Famed Northern Ireland theatre company Cahoots NI is celebrating coming of age as it marks its 18th birthday.
The company specialises in theatre for children and its distinctive style combines magic and illusion, physical theatre and original music.
Its work is acclaimed in Ireland, the UK, America and has been enjoyed in theatres, schools and all kinds of venues since it launched in 2001.
The company is currently touring China with its production of Shh! We Have a Plan and has ever-growing audiences at home and across the world.
Their production Penguins is about to run in Birmingham Repertory Theatre and will open at the Lyric Theatre, Belfast in December. The company’s theatrical adaption of Marita Conlon-McKenna’s Under The Hawthorn Tree heads to The MAC and tours Ireland in the new year.
One of the founders and Artistic Director Paul Bosco Mc Eneaney says it’s amazing to have come so far.
“We’ve come of age. Isn’t that frightening?”
He revealed that the company came about almost by chance.
“It started by complete accident. When I was six or seven, I was obsessed with magic.
“Honestly, my mother and father couldn’t go past a shop that had anything linked to Paul Daniels or David Nixon. I had every magic set under the sun. I just loved it, and later I became one of the youngest members of The Magic Circle.
Along with that came a real love of circus, and fun fairs, and anything that, when I analyse it now, was built for joy or for fun or for amazement
“I knew that was my world.”
After touring the US as a musician Paul realised theatre was his first love.
“Absolutely, my first love.
“So, I came back and studied performing arts at BIFHE (Belfast Institute of Further and Higher Education, now Belfast Met). “Then I decided I was going to be an actor. That was it.
“I got into The Lyric Theatre at a good time, I did three or four shows back to back. A Midsummers Night’s Dream, The Playboy of the Western World and others.
“After that I became a jobbing actor. I was doing the odd little bit of film and nothing hugely significant, but I was making a living out of it.

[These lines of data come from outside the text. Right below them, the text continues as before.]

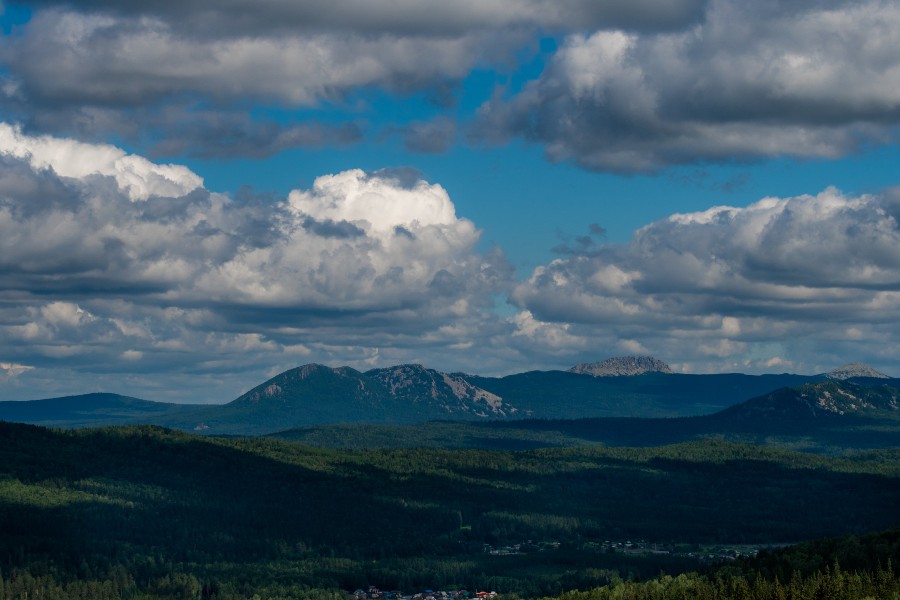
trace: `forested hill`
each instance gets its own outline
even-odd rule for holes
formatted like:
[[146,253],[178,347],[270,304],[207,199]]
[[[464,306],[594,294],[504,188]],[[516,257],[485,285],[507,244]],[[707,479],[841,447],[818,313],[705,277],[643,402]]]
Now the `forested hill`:
[[209,435],[259,435],[336,423],[683,417],[711,414],[781,387],[820,379],[789,374],[594,377],[563,371],[491,378],[421,365],[366,373],[306,365],[227,404],[172,405],[88,394],[0,402],[0,420],[54,427],[152,424]]
[[[695,568],[675,553],[681,546],[894,527],[900,505],[896,450],[826,458],[705,441],[336,452],[155,427],[8,423],[0,439],[3,577],[117,581],[106,597],[367,585],[537,596],[614,572]],[[521,554],[485,552],[529,540]],[[609,540],[673,550],[610,553]]]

“Then Anna Cutler, who ran the Belfast Children’s Festival at that time, asked me if I’d ever thought of writing anything for young audiences.
“I ended up writing a show called Puppet Magic, and I was in it. It got picked up by a few of the visiting international delegates who said, ‘We’d like that at our festival’.
“They were all happening the following year. So I was asking, how do we do this? How do we make this work? And the only way to make it work financially, was to form a company.
“This allowed me to access some funding from the Arts Council of Northern Ireland, who would in turn support the international travel for this project.
“We renamed the show Buster, and it opened at the Edinburgh International Children’s Theatre Festival the following year. And then you do one show and you go, ‘Oh gosh, we should do another’.
“So, there was no plan. There was absolutely no plan.”
Paul said theatre for children was not seen as a priority back in the beginning of Cahoots NI.
“There was an inequality in the funding streams back then. I don’t believe children’s work was funded in the same way theatre for adults was.
“At the time, there was an education company, that was doing issue-based work and that was funded, but what we were hoping to do didn’t exist in Northern Ireland.”
Cahoots NI has gone on to challenge and change perceptions, with Paul adamant that children are just as deserving of top-quality theatre as adults.
He also says theatre can play a social role, instilling empathy in children and making them more socially aware.
“We are not changing the world, but we’re going to make the world a slightly better place with what we do.”
The company is now in big demand all over the world and has toured to Europe, Asia, all over the US and has even had requests to take their shows to Chile in South America.
Cahoots does not plan to rest on its laurels though.
Paul is already looking forward to future milestones.
“I’m looking towards 2021, which is our twentieth year – I feel I’m looking towards some sort of mini Cahoots NI festival, perhaps a celebration of our best work to date.
We are currently working on a new show called The Vanishing Elephant which will play in Belfast before opening on Broadway. Our future is exciting – I’m keen to create greater and longer partnerships with other organisations here and across the world.
The Cahoots show definitely looks set to go on.
Penguins, a Cahoots NI, Birmingham Repertory Theatre and Prime Theatre co-production will run at The Lyric Theatre from December 18-22. Under The Hawthorn Tree will open at The MAC on January 30 through to February 9 before touring Ireland.